Wednesday, August 14, 2019

One Year Gluten Free Changed Everything—and I Used to Think it was a Bunch of B.S.




For years I thought of gluten-free as a bunch of B.S. and a fad. That's simply based on my own jaded perception of dieting and nutrition. I got sick of the ever-changing healthy/not healthy information shoved down my consumer throat. 


Boy, was I wrong about gluten.



I don't have Celiac Disease and I believed what I heard and read that it was the only real reason to avoid gluten. I never noticed gluten particularly upsetting my stomach, but I'm pretty good at ignoring symptoms when I'm busy. 

Then one fine day I was reading The Better Bladder Book—I'm sure you've read it—because I'd developed Interstitial Cystitis and it was getting worse. The author casually commented that if you have Sjogren's Syndrome (I have a mild case) you shouldn't eat gluten. 

For a couple minutes I sat there trying to recall how long I've had Sjogrens. I stopped tallying at the ten year mark. As Gummy would say, NOBODY TOLD ME. Really they never had, but to be fair I've not seen that doctor since, well, let's not get mathy about it.

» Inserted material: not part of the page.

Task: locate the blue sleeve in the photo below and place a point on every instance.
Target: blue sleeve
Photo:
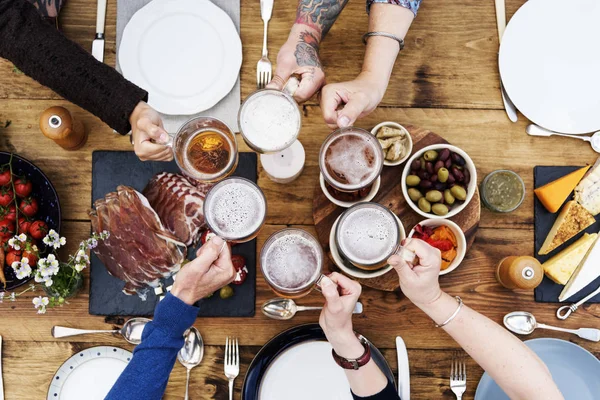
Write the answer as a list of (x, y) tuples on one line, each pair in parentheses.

I read that book last April and I tried to give up gluten immediately. By tried I mean I stopped eating things with bread and flour. It took me about six weeks or so to realize there's a lot more to going gluten-free. There's gluten in everything: salad dressing, malt, additives, preservatives, dried fruit sometimes (flour on the conveyor belt), CHEESE now and then, meat sometimes, omelettes occasionally, etc.

Gluten is in everything like Corn Syrup used to be.


Before I'd eliminated all gluten from my diet I went through a couple weeks of abject misery with my flaming Interstitial Cystitis. While traveling. It had been progressively getting worse and I was seeing a specialist. Then something miraculous happened.

By last June and about a week after I eliminated ALL TRACE of gluten from my diet the I.C. bladder spasms stopped completely. It's been over a year now and I've not had them one time. Not. Once. They had been stealing about three days a week from my life. Then they stopped. 

I Could NOT Believe it!


My Urologist could not believe it either. I'd seen her quarterly and this spring we realized it's been nearly a year since I had a single episode of flaming bloody wee. *insert hallelujah choir here*

She told me I didn't have to come back anymore. I graduated.

You know how annoying ex-smokers are about secondhand smoke? I'm now way worse than that about gluten. I don't even want to go out to eat anymore. It's a hassle and a surefire way to inadvertently  get gluten. But between travel and social situations it's unavoidable. Usually I research the restaurant ahead, ask when I arrive—if they can accommodate gluten allergies—and quiz the poor waiter.

ARE YOU SURE, I say in my Spanish Inquisition tone.


One of my kids said, "MOM, please stop telling total strangers you'll piss blood if you eat gluten."

Okay, I don't say PISS. But I need them to know I'm not kidding! I stopped saying pee though and have substituted it with internal bleeding. I mean your bladder is internal, right? 

The cool thing, besides being healed OMG, is that I don't miss bread or cake or cookies or anything that's gluten. It feels like poison to me now. Maybe it's just me but I find flaming piss to be quite inspirational. 

Sorry, sorry.


That was a little funny though, right? Now I've been giving milk and sugar the stank eye and wondering if that would help with the vestibular migraine. I mean it's worth a try isn't it? The only thing holding me back is CHAI LATTES because CHAI LATTES. 

Tell me you understand. If you don't, sorry about the health-related post. I have to share my gluten success story for the other canaries. 

1 comment:

  1. You have done it the right way- trying what happens if you go back to gluten. All these diets, you need to try if the effect is causative or coincidental.Otherwise you might be avoiding things unnecessarily.